The reason I think potential gross profit in 2021 is important because First Solar expects $400 million in operating expenses next year, so if solar modules are going to be the core business, they may not generate enough profit on their own to cover operating costs. Of course, systems and operating and maintenance revenue will generate gross profits as well, but First Solar may not be terribly profitable when tariffs expire.
Then there's tech and pricing power to consider. You can see in the chart below that First Solar has done a great job improving its module efficiency over the last five years. Its products are now more efficient than most standard multi-crystalline solar modules.
But notice the green line on the chart above. That's the efficiency of advanced p-type mono-crystalline solar modules; First Solar is falling behind most of the advanced capacity being built today. In fact, SunPower (Nasdaq: SPWR) already has a solar panel built with commodity mono-silicon solar cells with an efficiency of 19.6% on the market, and higher efficiencies are in its product road map. By 2021, First Solar may be 2% or 3% behind standard mono-PERC (an advanced technology that's rapidly reaching mass production) solar modules, putting it back in the position it occupied during 2012 or 2013.
Management has said there's technology that could bring thin-film solar module efficiency to above 20%, but the timeline for that kind of advancement is unclear. And by the time First Solar gets there, the industry may already be over 20% efficiency for commoditized solar modules.
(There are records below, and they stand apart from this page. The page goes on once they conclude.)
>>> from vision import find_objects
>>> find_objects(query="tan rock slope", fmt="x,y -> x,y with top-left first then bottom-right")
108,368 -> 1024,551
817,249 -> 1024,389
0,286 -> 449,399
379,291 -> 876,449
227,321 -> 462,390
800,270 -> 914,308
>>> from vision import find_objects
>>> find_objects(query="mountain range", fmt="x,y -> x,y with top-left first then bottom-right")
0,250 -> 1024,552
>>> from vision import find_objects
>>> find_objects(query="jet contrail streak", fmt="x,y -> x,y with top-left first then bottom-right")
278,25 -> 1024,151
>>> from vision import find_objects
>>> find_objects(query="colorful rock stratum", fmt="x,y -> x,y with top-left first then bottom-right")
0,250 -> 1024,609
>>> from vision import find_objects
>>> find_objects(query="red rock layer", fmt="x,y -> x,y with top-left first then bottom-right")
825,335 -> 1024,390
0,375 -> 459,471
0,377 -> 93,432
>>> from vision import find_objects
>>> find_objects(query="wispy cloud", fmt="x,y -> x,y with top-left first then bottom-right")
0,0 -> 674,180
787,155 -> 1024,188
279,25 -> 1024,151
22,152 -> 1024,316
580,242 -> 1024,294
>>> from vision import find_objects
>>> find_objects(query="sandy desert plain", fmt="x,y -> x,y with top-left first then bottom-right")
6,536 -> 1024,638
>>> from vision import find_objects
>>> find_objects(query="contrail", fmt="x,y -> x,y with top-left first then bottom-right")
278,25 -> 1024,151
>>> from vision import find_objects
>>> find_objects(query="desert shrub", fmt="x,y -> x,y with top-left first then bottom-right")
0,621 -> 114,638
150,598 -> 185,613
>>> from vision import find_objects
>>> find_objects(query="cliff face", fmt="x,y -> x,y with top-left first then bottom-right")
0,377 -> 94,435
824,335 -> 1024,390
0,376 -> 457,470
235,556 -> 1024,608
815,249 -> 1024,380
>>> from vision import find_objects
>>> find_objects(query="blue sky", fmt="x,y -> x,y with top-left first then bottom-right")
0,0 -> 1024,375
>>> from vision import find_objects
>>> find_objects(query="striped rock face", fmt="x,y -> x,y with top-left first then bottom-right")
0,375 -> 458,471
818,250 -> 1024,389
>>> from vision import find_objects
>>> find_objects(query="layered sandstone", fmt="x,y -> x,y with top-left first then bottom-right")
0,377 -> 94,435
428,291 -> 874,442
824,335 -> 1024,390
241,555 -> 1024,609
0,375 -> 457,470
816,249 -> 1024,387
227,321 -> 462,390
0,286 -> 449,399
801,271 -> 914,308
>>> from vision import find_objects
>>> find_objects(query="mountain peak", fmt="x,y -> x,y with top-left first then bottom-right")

First Solar's current lead isn't guaranteed
First Solar has had a unique opportunity to exploit with solar tariffs (and the threat of them) pushing U.S. customers toward its thin-film products. But the advantage it has enjoyed over the past year may not last, especially with competitors building U.S. capacity and tariffs set to scale down and eventually expire in early 2022. By then, the company may not be as strong as it seems today, unless it improves efficiency to stay one step ahead of competitors. The recognition that First Solar's advantage in the market will be more fleeting than expected could be one reason the stock price has dropped since tariffs were announced.